FARMINGVILLE, Suffolk County (WABC) -- A Long Island man was indicted on hate crime charges for allegedly luring and assaulting Hispanic men, and police are searching for additional potential victims.
Christopher Cella, 19, is accused of luring the men to abandoned construction sites in Farmingville with the promise of work, but then attacking them.
The victims, all Hispanic men between the ages of 47 to 60, were able to escape with minor injuries.
Suffolk County District Attorney Timothy Sini announced the indictment in Riverhead on Tuesday.
Cella is accused of picking up three separate day laborers, and he allegedly told authorities he "hated illegal Spanish people."
"He told law enforcement, quote, he wanted to 'do this to Spanish guys,'" Suffolk County District Attorny Tim Sini said.
In court, prosecutors said he tried to forcibly kiss his first victim, a 52-year-old man from Holbrook, then assaulted him in a chokehold on September 17.
Authorities say the then went home, switched cars, and allegedly picked up his second victim, a 60-year old man from Medford.
Cella allegedly strangled that man until he was unconscious.
The third victim, a 47-year-old man from Brentwood, was picked up on September 18, and prosecutors say he only escaped after throwing Cella's speeding car into park. Cella then allegedly tried to run him over.
"Mr. Cella is clearly a very dangerous individual, targeting people because of their ethnicity, in a very prolific manner," Police Commissioner Stuart Cameron said.
Cella is charged with second-degree strangulation as a hate crime, third-degree assault as a hate crime, unlawful imprisonment as a hate crime, reckless endangerment as a hate crime, criminal obstruction of breathing, and second-degree aggravated harassment.
He is being held on $75,000 cash/$500,000 bond, and if convicted of the top count, he faces a maximum sentence of up to 15 years in prison.

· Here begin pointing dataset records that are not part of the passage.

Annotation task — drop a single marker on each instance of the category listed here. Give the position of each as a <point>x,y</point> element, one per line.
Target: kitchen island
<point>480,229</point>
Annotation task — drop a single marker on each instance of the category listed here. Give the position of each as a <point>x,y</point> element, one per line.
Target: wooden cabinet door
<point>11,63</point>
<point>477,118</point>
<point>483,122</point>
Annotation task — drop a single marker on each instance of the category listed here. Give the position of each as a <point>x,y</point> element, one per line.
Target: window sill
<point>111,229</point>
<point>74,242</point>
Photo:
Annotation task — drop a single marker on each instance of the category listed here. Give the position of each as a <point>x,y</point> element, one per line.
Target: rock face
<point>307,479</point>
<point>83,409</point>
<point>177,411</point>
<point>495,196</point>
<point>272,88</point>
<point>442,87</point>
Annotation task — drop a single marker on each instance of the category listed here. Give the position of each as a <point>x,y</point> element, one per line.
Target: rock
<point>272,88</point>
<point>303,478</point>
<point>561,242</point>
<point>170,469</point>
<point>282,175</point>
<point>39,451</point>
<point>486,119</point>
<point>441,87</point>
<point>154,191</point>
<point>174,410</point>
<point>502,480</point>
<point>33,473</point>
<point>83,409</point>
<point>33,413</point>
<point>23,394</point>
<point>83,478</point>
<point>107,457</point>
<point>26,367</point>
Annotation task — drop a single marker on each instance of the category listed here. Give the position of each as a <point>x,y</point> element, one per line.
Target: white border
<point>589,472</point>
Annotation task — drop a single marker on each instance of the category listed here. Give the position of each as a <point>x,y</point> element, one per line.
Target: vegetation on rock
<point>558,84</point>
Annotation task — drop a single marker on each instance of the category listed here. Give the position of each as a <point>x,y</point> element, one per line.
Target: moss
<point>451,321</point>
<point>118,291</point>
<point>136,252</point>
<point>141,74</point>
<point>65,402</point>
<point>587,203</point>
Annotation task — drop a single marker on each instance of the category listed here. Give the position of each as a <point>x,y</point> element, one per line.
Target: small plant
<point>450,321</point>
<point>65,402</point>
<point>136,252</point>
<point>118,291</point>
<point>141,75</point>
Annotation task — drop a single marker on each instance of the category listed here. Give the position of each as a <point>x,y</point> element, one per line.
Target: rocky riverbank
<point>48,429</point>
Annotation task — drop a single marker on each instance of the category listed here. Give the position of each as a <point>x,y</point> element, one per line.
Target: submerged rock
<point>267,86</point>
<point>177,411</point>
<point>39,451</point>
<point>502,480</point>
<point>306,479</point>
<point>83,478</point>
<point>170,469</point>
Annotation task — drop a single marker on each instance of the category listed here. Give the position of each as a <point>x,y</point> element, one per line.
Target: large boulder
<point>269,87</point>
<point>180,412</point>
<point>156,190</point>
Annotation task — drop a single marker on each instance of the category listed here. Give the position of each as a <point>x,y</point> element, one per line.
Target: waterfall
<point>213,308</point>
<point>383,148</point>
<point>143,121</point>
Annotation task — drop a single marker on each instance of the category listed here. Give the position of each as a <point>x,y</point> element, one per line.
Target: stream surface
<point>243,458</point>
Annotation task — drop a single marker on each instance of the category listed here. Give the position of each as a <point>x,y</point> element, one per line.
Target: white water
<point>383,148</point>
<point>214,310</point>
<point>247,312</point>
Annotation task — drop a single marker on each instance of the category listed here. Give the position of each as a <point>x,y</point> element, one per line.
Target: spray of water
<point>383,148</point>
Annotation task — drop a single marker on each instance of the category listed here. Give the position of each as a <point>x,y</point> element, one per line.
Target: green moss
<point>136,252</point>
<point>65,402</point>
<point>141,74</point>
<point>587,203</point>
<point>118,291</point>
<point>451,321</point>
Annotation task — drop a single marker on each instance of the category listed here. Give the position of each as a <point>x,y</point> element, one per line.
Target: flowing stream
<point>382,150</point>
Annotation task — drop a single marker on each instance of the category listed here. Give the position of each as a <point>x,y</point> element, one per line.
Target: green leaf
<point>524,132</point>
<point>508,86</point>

His parents and defense attorney Richard Toscani said he suffers from substance abuse and addiction, but also mental illness.
The judge ordered psychiatric evaluation as well.
Advocates for day laborers say this is part of the culture of danger they often face, just to work.
"They're taking a risk, and sometimes they face wage theft," said Nadia Marin-Molina, with the National Day Laborers Organizing Network. "Or they face extremely dangerous working conditions."
And it's happening in a community with a history of racial violence dating back decades.
"In Farmingville, in particular, is the worry that history is repeating itself," Marin-Molina said.
The investigation is continuing, and anyone who believes they may be a victim of Cella is asked to contact Hate Crimes Unit detectives at 631-852-6553.